Leurs lèvres reprirent leur danse éternelle et, l'instant d'après, sentant sa partenaire répondre à son élan de passion par la même intensité, le shinobi sentit sa conscience s'envoler très loin alors que la boule de chaleur au creux de sa poitrine prenait des proportions gargantuesque. La belle lui dévorait les lèvres avec une telle intensité que sa mâchoire lui faisait mal mais il ne pouvait...non, il ne voulait pas s'arrêter. Chaque baiser était une promesse faite au futur, un murmure, une main tendue vers ce bonheur inaccessible : tout ce dont ils avaient besoin en ce moment-même. Bientôt, alors que son souffle commençait à manquer alors que sa passion commençait à atteindre des sommets rarement égalés pour lui – et c'était beaucoup dire pour un homme de sa trempe – l'homme sentit le sol se dérober sous ses pieds alors que sa passion, elle, réveillait une autre partie de son anatomie. Le genre qu'on ne pouvait ignorer, qu'on ne pouvait pas feindre de sentir...surtout au vu de leur proximité. Bien malgré lui, comme si cet échange intense drainait un peu plus de ses forces à chaque baiser, ses jambes l'abandonnèrent et il chuta en arrière, tombant vigoureusement sur l'herbe fraîche sans jamais lâcher prise. La douleur de la chute aurait pu le stopper, aurait dû le stopper mais il n'en fit rien, tout ce qu'il pouvait sentir était une chaleur montant de plus en plus jusqu'à presque le faire suffoquer. Mettant fin à cet échange passionnel l'espace de quelques secondes, assez pour que les deux puissent reprendre leur souffle, l'homme tenta de lutter face à cette chaleur grandissante en priant pour que le fraîche brise puisse maîtriser ses ardeurs plus qu'il n'était capable de le faire. Pendant cette courte séparation il leva les bras et, attrapant son t-shirt par le col, se débarrassa de ce seul bout de tissu avant de le lancer un peu plus loin, laissant au monde et à sa muse toute l'opportunité d'admirer ce torse impeccablement dessiné. Grand, fort, finement musclé, merveilleusement équilibré : presque parfait.

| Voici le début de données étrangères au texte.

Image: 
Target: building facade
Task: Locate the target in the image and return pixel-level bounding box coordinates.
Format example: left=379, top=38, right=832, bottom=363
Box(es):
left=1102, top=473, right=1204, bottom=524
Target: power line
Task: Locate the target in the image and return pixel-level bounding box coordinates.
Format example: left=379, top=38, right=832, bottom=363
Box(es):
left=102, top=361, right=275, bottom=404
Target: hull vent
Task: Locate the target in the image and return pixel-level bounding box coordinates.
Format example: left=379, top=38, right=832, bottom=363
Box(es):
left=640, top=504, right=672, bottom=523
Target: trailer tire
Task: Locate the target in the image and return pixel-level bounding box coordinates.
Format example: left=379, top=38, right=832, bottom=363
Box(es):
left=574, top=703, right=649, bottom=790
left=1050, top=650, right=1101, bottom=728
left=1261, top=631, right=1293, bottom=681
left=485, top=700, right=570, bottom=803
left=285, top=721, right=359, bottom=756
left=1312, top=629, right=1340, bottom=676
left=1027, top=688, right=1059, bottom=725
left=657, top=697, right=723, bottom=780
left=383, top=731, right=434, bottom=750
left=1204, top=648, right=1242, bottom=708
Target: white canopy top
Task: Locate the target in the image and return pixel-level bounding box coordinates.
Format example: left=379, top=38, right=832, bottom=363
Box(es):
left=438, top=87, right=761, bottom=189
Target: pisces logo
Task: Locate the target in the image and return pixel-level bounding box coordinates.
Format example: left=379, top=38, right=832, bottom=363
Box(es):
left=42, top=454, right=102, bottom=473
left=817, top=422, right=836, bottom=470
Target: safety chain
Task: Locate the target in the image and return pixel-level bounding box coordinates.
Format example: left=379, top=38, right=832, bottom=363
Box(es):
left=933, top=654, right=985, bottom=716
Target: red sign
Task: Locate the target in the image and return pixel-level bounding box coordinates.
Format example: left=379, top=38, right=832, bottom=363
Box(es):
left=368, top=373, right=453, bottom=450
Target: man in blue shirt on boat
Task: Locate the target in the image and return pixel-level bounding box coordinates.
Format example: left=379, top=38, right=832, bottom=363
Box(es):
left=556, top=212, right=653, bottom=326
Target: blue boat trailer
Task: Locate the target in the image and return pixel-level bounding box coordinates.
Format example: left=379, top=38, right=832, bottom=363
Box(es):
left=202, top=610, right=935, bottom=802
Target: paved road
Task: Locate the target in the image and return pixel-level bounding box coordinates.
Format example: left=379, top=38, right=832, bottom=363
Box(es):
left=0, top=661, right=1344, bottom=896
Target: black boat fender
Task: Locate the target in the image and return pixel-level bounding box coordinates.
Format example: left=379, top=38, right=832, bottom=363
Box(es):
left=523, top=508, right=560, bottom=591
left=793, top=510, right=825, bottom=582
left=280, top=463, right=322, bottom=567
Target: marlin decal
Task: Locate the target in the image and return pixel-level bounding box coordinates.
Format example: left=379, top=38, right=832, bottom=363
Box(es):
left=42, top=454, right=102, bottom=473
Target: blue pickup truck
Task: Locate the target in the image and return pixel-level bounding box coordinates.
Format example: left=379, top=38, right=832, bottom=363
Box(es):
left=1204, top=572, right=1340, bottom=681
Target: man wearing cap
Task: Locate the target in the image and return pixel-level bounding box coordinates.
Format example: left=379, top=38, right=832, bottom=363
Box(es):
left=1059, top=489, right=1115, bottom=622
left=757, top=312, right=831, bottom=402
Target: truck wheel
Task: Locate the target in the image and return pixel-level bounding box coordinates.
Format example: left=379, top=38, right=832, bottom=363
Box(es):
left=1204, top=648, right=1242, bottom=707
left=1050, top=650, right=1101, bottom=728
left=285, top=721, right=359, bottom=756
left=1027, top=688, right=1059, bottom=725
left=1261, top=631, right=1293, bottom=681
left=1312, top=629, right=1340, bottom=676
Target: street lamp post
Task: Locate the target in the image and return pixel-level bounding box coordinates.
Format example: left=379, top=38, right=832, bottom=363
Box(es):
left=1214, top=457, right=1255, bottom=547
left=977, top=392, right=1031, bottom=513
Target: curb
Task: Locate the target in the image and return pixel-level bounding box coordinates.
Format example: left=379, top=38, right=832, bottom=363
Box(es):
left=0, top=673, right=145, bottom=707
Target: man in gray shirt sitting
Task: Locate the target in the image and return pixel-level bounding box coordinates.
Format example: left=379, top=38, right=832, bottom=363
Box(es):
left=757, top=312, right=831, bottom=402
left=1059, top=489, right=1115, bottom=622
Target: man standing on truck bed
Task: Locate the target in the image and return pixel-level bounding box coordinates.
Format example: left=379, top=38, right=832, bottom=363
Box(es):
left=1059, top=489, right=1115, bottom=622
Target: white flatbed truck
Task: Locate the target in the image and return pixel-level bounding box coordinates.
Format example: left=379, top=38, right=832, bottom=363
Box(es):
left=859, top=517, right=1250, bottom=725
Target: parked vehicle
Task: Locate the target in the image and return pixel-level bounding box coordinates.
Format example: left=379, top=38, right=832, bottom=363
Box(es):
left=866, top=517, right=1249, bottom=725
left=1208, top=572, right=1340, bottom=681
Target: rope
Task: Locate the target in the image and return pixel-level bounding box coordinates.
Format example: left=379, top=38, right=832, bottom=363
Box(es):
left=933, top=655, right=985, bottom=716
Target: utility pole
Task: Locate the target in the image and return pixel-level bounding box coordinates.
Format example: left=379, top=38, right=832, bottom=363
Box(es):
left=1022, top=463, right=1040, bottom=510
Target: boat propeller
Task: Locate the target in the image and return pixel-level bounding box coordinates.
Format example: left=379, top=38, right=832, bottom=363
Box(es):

Oui, presque, car la perfection n'était pas de ce monde mais ce soir-là les deux amants s'en approchaient dangereusement.
Enfin débarrassé de ce bout de tissu, le jeune homme réalisa que si cette chaleur n'avait en aucun cas diminué c'était parce que sa source était ailleurs. Qu'à cela ne tienne, s'il ne pouvait pas lutter contre cette dernière alors il la laisserait le consumer jusqu'à ce qu'il ne reste plus rien de lui. Toujours assis par terre, la demoiselle le chevauchant probablement au vu de leurs positions initiales avant la chute, Kyoshiro redressa son torse pour faire de nouveau face à cette déesse avant de recommencer la danse de leurs lèvres. Cette fois-ci ses mains, désormais libres, prirent racines sur les cuisses de la demoiselle avant de remonter délicatement, doucement, avec une patience infinie et d'autant plus étonnante au vu de la chaleur qui menacer de le brûler vif. Chaque fibre de corps brûlait de désir, certaines plus sensibles que d'autres au vu de son anatomie, mais pour l'heure il n'y prêta pas attention.